Politically, I call it rape whenever a woman has sex and feels violated. You might think that's too broad. I'm not talking about sending all of you men to jail for that. ["A rally against rape" Feminism Unmodified]

Note that it is a woman's feelings or will, rather than any clearly defined act, which defines rape, thereby giving women the ultimate power and control in a relationship and that MacKinnon seeks to downplay the idea that all men would suffer criminal sanctions.

Here's another example:

I claim that rape exists any time sexual intercourse occurs when it has not been initiated by the woman, out of her own genuine affection and desire. [Robin Morgan 1974]

Rape here is redefined in terms of female agency; what matters is not a lack of consent but that what happens is a product of female, not male, desire.

Most women, it should be said, do not follow feminists in rejecting marriage in principle. It's common, though, for women to think of their 20s as being "sexually liberated" and then to finally orient themselves toward marriage in their 30s. This means that they seek different qualities in men, or perhaps even different kinds of men, at different times of their life.

Consider this online advice to men about what women look for:

Forget about the theory that women like bad boys. While this may be the case with some women in their twenties, most mature women have had their fill of bad boys. Monroe women and any other women are now looking for a nice, kind, caring and thoughtful man.

This switching of preferences in a woman's 30s won't always work. It means that when men are in their youthful prime (ages 15 to 35), they will be asked to adapt to women who aren't oriented to marriage and who are looking for casual relationships with bad boys.

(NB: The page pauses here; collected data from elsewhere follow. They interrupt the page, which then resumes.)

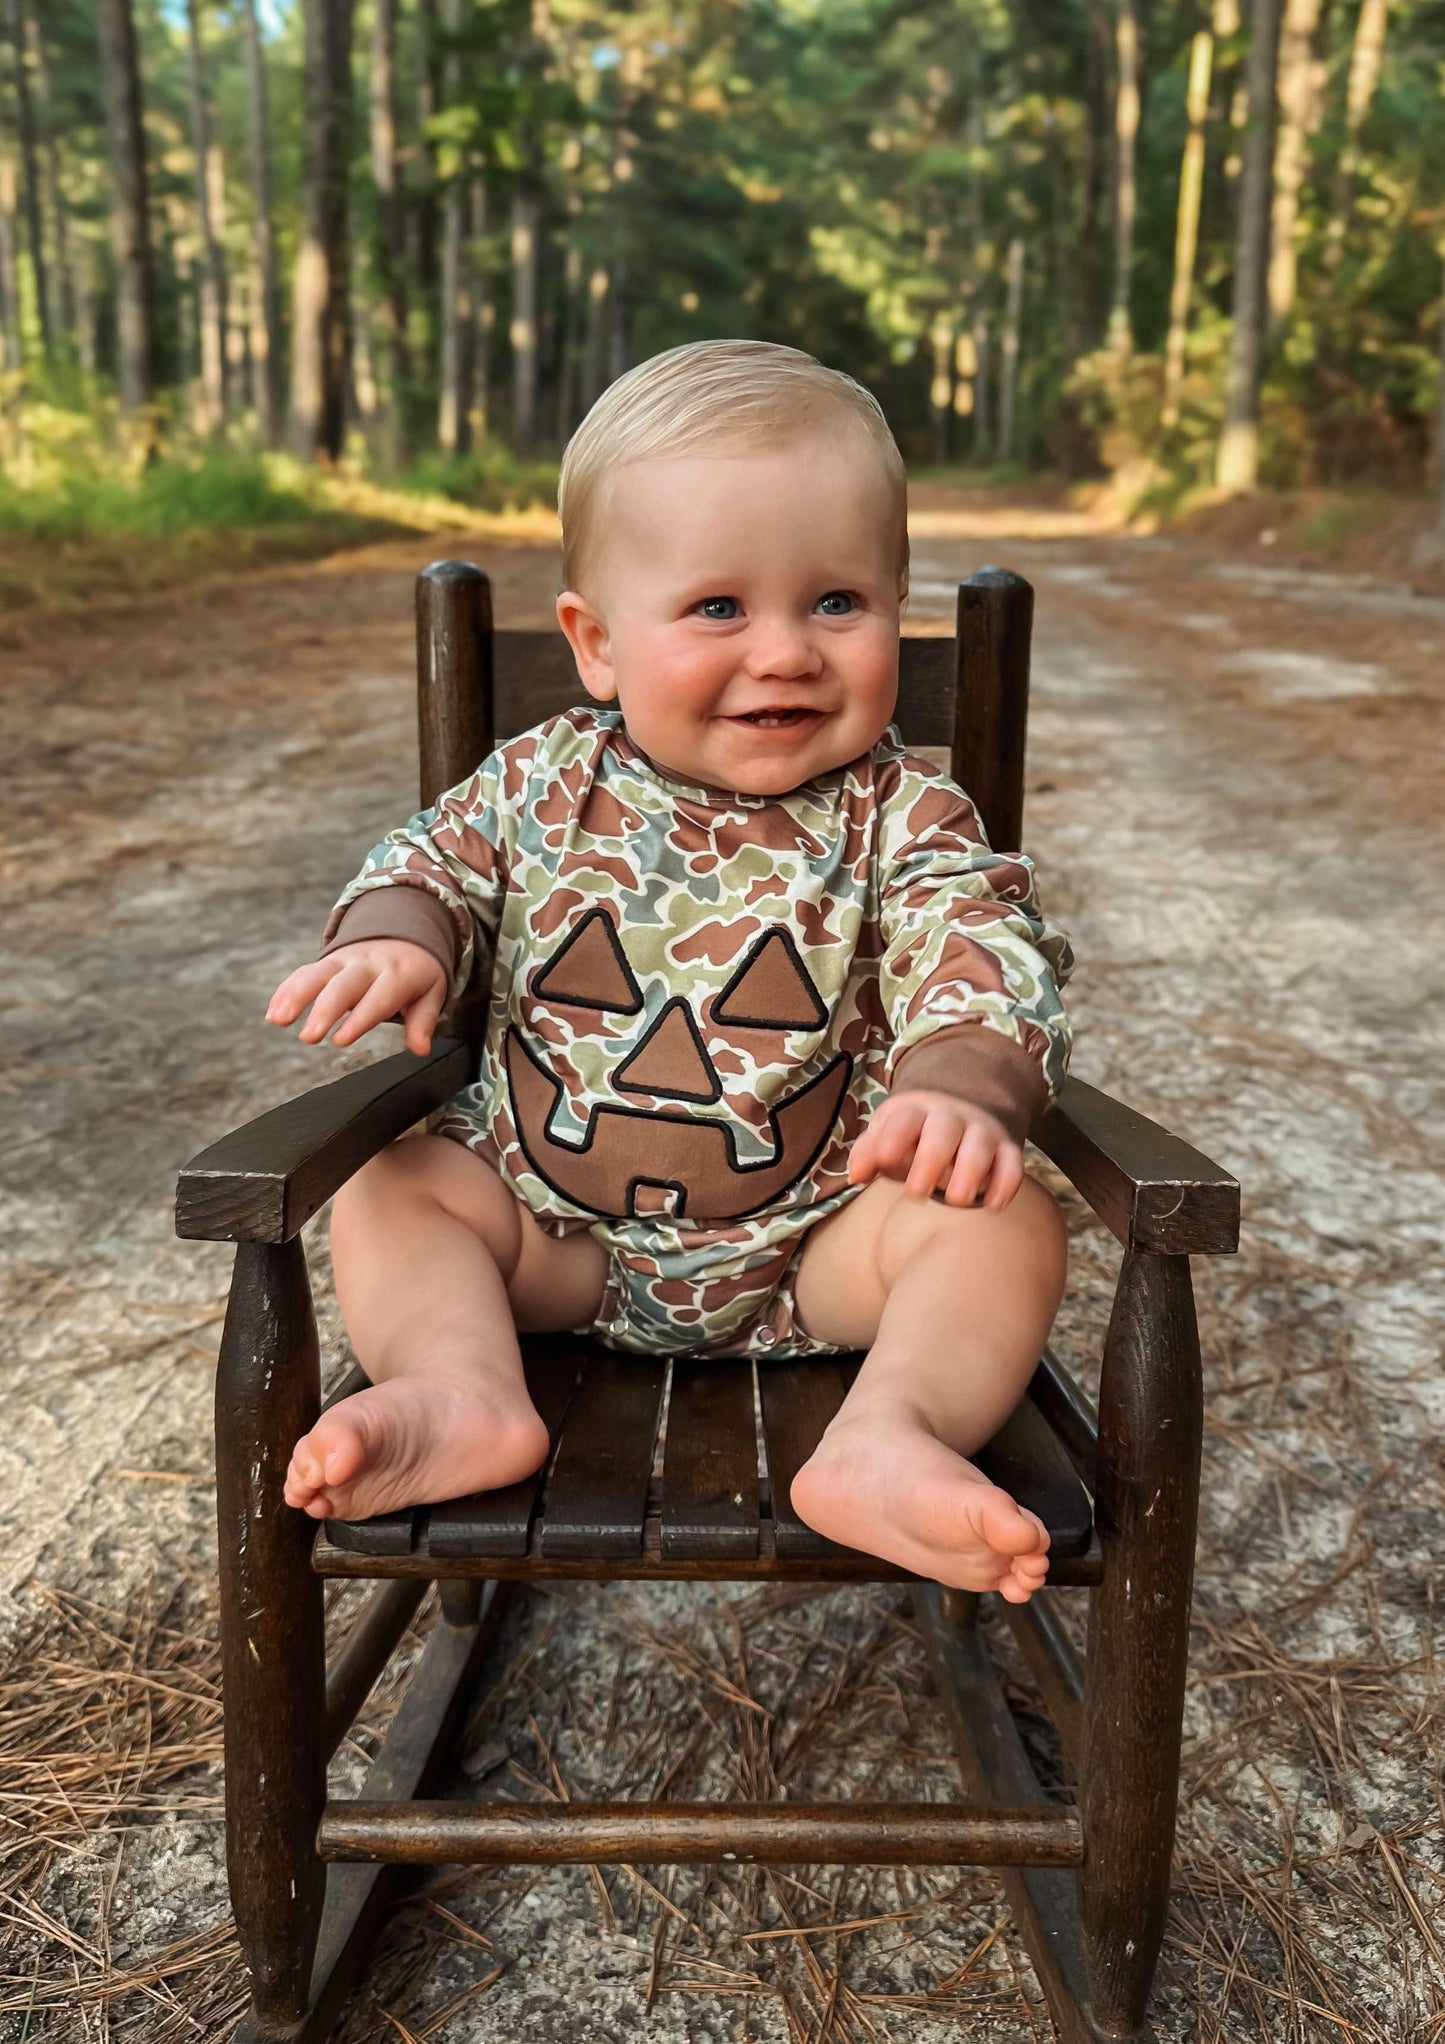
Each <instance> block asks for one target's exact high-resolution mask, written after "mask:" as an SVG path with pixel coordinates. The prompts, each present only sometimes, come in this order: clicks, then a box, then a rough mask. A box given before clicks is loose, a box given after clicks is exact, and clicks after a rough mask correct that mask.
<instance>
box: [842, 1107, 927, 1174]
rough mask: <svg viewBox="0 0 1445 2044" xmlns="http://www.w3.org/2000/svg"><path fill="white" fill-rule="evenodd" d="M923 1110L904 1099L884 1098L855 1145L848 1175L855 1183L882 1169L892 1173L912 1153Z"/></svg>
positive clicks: (849, 1168) (921, 1123)
mask: <svg viewBox="0 0 1445 2044" xmlns="http://www.w3.org/2000/svg"><path fill="white" fill-rule="evenodd" d="M922 1122H924V1110H922V1108H916V1106H912V1104H910V1102H905V1100H885V1102H883V1106H881V1108H879V1112H877V1114H875V1116H873V1120H871V1122H869V1126H867V1128H865V1130H863V1134H860V1136H858V1141H856V1143H854V1145H852V1159H850V1165H848V1177H850V1179H852V1183H854V1186H860V1183H863V1181H865V1179H869V1177H875V1175H877V1173H879V1171H883V1173H885V1175H887V1173H893V1171H897V1169H899V1165H901V1163H903V1161H905V1159H907V1157H910V1155H912V1151H914V1143H916V1141H918V1130H920V1126H922Z"/></svg>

By the time women are ready to switch it will often be too late. Many men will have grown out of their instinct to be husbands and fathers and some might harbour resentments towards women. Women who have spent a decade or more pursuing the drama of casual relationships might find it difficult to settle into a more predictable pattern of married life.

And it represents too a waste; the person we are supposed to have the most significant connection to, our spouse, will not be the person we share our youthful passions with.

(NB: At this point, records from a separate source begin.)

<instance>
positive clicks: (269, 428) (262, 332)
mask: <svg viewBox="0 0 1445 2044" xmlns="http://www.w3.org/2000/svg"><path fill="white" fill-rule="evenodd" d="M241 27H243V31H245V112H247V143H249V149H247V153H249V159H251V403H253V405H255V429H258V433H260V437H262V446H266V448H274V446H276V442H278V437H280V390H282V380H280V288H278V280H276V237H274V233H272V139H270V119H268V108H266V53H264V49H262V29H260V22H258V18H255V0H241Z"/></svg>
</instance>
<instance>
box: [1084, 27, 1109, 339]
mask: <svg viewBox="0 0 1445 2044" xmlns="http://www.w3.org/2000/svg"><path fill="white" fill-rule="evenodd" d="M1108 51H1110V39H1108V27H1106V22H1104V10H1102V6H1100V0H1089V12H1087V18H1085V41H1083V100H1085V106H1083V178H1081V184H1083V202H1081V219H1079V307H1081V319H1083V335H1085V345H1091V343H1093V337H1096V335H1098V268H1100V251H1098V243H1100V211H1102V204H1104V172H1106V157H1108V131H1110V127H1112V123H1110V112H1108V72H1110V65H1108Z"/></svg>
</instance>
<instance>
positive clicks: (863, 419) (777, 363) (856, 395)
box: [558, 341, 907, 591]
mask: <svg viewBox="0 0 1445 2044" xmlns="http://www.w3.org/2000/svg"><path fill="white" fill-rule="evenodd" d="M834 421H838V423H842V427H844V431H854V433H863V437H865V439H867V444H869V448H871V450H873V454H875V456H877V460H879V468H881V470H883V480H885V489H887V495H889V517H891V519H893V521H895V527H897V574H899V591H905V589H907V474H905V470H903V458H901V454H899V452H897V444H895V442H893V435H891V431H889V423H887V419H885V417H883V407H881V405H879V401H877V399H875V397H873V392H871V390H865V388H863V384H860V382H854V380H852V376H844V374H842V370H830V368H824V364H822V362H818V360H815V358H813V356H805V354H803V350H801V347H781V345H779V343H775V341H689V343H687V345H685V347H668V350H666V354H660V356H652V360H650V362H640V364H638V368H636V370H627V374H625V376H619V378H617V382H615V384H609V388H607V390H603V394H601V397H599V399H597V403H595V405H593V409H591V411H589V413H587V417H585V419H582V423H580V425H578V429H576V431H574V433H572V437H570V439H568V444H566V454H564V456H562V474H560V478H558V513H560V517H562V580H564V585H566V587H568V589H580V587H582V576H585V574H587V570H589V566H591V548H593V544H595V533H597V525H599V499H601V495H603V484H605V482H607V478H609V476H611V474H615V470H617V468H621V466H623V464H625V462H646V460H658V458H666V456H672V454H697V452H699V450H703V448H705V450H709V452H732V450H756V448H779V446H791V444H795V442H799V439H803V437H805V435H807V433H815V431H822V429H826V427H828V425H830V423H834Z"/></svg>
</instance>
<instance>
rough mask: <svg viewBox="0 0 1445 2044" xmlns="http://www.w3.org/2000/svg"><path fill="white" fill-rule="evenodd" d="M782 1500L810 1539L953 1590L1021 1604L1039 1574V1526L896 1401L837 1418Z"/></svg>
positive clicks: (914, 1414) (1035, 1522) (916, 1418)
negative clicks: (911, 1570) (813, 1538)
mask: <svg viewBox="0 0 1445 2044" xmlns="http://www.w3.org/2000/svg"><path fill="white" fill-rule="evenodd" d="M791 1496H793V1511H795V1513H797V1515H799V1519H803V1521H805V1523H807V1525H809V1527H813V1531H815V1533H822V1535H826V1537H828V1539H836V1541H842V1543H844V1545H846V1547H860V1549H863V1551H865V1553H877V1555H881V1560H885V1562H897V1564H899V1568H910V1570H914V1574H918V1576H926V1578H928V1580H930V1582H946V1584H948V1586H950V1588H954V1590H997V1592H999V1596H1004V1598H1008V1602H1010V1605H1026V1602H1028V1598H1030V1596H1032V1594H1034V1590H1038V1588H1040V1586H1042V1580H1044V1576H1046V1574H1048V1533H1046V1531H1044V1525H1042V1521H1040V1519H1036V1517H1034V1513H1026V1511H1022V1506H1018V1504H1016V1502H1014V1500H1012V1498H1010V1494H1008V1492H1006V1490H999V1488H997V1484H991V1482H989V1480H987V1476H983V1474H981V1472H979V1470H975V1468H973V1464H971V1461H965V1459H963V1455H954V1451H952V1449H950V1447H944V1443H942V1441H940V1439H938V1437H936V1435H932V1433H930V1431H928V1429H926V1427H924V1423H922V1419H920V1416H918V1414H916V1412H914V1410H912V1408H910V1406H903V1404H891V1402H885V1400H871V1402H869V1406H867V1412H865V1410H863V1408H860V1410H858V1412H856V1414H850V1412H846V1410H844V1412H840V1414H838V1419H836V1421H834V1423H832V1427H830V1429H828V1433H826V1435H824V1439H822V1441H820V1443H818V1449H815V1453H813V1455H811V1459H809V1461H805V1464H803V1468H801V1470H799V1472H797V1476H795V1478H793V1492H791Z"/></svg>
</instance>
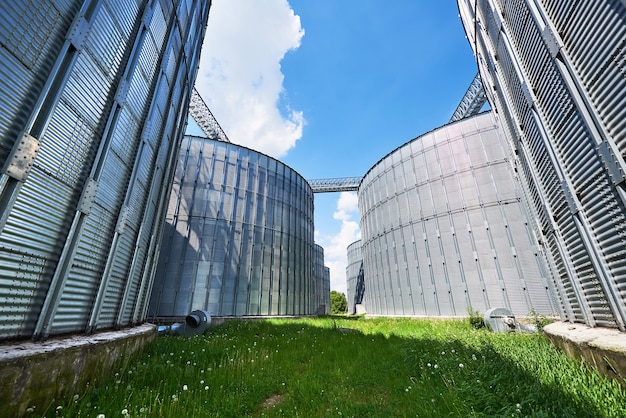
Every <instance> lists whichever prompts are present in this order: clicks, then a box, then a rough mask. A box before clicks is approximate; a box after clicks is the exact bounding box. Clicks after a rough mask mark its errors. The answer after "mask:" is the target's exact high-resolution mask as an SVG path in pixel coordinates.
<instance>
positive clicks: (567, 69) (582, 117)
mask: <svg viewBox="0 0 626 418" xmlns="http://www.w3.org/2000/svg"><path fill="white" fill-rule="evenodd" d="M528 3H529V2H527V1H524V0H509V1H499V2H497V4H495V3H493V2H481V3H480V4H478V9H479V10H478V12H477V15H478V18H477V19H478V20H479V21H482V19H486V20H487V21H488V20H489V18H490V16H491V15H492V14H494V15H495V14H499V15H500V16H503V25H502V30H498V32H499V33H498V37H497V38H495V37H494V29H493V28H490V27H489V26H488V25H487V26H483V25H478V26H476V27H477V28H478V32H477V33H472V38H473V39H476V44H475V45H473V47H474V48H475V49H476V51H477V55H478V56H479V58H480V57H482V56H485V55H493V54H494V52H496V51H497V56H498V62H497V63H495V64H492V65H488V64H487V63H485V62H484V60H481V59H479V63H481V64H482V65H481V70H482V71H484V72H485V76H486V80H487V82H488V83H489V84H491V85H492V86H493V87H497V88H495V89H494V90H495V91H496V94H495V95H494V97H493V99H494V100H495V101H496V102H495V103H492V106H493V107H494V108H496V109H499V110H500V111H501V112H500V113H501V114H503V115H504V116H505V118H504V119H505V120H506V121H507V123H508V128H509V129H510V130H511V131H512V132H515V133H517V134H518V135H519V138H520V139H521V141H519V142H517V141H515V142H517V144H518V145H517V150H516V152H517V153H518V154H519V155H520V156H521V158H520V163H522V171H521V172H522V173H523V174H524V177H525V181H526V182H527V186H525V190H526V192H527V193H528V197H529V198H530V199H531V201H533V202H534V205H535V206H534V207H535V211H536V214H537V215H538V220H539V224H540V225H541V227H542V231H541V232H542V234H541V239H542V240H545V241H544V244H545V245H546V246H545V247H544V248H545V249H546V254H547V256H548V259H549V260H550V261H549V265H550V266H551V267H550V270H551V271H552V273H553V275H554V287H555V289H556V290H557V293H558V295H559V300H560V303H561V315H562V316H563V317H565V318H567V319H569V320H571V321H581V322H585V323H587V324H589V325H592V326H595V325H601V326H618V327H620V328H622V329H623V328H624V323H625V322H626V321H625V319H626V304H625V302H624V301H625V298H626V294H624V288H625V287H626V286H625V285H624V283H625V282H626V280H625V279H624V271H623V267H622V265H623V262H622V260H623V254H624V253H625V252H626V240H625V239H623V238H622V237H623V236H624V232H625V231H624V228H625V227H626V225H625V223H624V219H625V218H626V209H625V205H624V199H623V196H624V193H623V192H624V190H623V189H624V174H623V173H624V171H625V169H626V164H625V163H624V160H623V155H624V146H623V143H624V132H623V131H624V130H623V129H621V128H622V127H623V124H624V114H623V112H624V100H625V97H626V93H624V90H625V89H624V88H623V87H624V83H626V79H625V78H624V77H623V67H624V45H626V24H625V22H626V9H625V7H624V3H623V2H620V1H610V0H607V1H600V2H586V3H584V2H583V3H584V4H582V3H581V4H578V3H576V5H574V4H573V3H571V2H559V1H549V0H545V1H540V2H538V3H537V4H534V2H533V5H532V6H530V5H529V4H528ZM459 7H461V8H463V9H467V8H472V7H473V5H471V4H470V3H467V2H459ZM468 15H471V13H466V12H465V13H463V16H468ZM464 24H465V25H466V29H467V31H468V32H474V28H475V27H474V25H473V23H472V22H464ZM496 71H497V72H496ZM516 121H517V122H516ZM520 151H521V152H520ZM526 157H528V158H526ZM544 208H545V209H547V211H546V210H545V209H544Z"/></svg>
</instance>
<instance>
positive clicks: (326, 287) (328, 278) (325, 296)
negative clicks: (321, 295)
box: [322, 266, 330, 315]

Should we then return to the situation of the 1980s in which culture was oriented more strongly to romantic love? No doubt this was a more spiritualised and less crude culture of relationships, but it was inadequate in its own way. What kind of wisdom or foresight does a man require for romantic love? What kind of concern will he have in his relationships for his family, his community or his tradition? None. He can be a fool for love.

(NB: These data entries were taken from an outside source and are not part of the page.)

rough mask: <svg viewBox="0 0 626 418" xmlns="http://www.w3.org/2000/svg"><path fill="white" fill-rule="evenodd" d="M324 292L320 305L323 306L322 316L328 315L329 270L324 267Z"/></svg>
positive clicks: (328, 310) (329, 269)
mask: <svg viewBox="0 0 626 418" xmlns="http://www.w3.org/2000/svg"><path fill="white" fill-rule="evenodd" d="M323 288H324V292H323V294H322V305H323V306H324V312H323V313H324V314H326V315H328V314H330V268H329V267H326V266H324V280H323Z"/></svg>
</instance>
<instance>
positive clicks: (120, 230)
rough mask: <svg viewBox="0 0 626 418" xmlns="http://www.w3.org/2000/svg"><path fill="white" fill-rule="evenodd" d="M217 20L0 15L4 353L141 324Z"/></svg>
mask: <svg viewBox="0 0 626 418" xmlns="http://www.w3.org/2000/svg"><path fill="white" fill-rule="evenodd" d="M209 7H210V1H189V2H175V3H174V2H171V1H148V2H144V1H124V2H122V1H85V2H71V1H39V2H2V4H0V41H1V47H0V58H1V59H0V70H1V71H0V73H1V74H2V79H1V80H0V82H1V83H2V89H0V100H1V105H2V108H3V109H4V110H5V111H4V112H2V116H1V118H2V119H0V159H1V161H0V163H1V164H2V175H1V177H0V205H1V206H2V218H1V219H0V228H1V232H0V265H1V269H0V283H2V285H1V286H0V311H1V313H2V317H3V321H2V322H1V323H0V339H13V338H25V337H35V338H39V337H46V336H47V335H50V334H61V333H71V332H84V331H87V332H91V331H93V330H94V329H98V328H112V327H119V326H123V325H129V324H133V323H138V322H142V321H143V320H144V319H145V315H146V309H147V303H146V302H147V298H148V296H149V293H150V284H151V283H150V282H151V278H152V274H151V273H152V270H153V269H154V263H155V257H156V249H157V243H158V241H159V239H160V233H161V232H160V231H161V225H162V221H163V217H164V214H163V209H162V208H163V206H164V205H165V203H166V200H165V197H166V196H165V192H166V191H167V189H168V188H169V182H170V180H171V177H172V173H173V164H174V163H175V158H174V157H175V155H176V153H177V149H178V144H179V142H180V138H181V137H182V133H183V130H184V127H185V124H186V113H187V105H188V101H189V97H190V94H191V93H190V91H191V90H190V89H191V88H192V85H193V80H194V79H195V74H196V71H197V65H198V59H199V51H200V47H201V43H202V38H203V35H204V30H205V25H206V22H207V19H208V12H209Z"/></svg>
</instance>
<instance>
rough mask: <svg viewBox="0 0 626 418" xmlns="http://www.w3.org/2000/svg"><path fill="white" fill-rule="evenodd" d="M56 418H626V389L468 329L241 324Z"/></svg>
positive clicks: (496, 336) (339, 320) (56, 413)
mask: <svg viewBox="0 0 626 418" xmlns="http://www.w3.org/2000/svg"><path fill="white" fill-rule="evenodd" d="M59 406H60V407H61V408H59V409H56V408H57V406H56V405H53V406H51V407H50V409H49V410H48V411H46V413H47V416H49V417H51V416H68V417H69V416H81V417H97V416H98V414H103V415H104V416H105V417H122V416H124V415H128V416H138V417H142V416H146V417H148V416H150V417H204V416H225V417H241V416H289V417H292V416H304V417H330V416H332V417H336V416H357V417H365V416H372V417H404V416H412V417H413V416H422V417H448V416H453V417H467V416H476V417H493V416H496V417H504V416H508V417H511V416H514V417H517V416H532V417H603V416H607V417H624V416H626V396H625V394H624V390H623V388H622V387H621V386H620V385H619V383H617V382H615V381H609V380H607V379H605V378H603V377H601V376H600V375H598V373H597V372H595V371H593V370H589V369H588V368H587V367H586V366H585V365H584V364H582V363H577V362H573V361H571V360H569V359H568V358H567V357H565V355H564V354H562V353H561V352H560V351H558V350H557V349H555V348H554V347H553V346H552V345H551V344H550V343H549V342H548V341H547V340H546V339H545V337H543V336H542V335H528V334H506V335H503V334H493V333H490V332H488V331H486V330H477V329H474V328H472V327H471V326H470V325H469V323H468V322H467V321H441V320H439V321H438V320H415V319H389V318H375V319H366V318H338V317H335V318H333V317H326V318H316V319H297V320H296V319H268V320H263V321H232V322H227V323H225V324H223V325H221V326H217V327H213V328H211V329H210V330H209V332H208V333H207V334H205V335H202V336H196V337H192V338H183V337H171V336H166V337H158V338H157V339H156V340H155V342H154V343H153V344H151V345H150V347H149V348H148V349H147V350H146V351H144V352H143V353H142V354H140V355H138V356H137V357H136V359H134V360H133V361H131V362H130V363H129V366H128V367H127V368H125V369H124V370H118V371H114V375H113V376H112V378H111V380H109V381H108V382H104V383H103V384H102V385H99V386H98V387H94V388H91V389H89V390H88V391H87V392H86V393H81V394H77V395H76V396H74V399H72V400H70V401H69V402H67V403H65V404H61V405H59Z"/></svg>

There's an English film, Love Actually, which even celebrates this aspect of a romantic culture. It portrays couples who fall romantically in love in ways which dissolve all other considerations. The Prime Minister falls in love with the tea lady. An English writer falls in love with, and commits his life to, a Portuguese woman he cannot speak to. One couple fall in love whilst acting in a pornographic film.

The evidence seems to be that it's difficult to integrate the romantic and sexual lives of men and women outside a culture that has a serious orientation to family. Feminists thought that they could control the outcomes of the sexual revolution in favour of female agency, but many seem to be angrier than ever about a culture of relationships that they themselves largely instigated.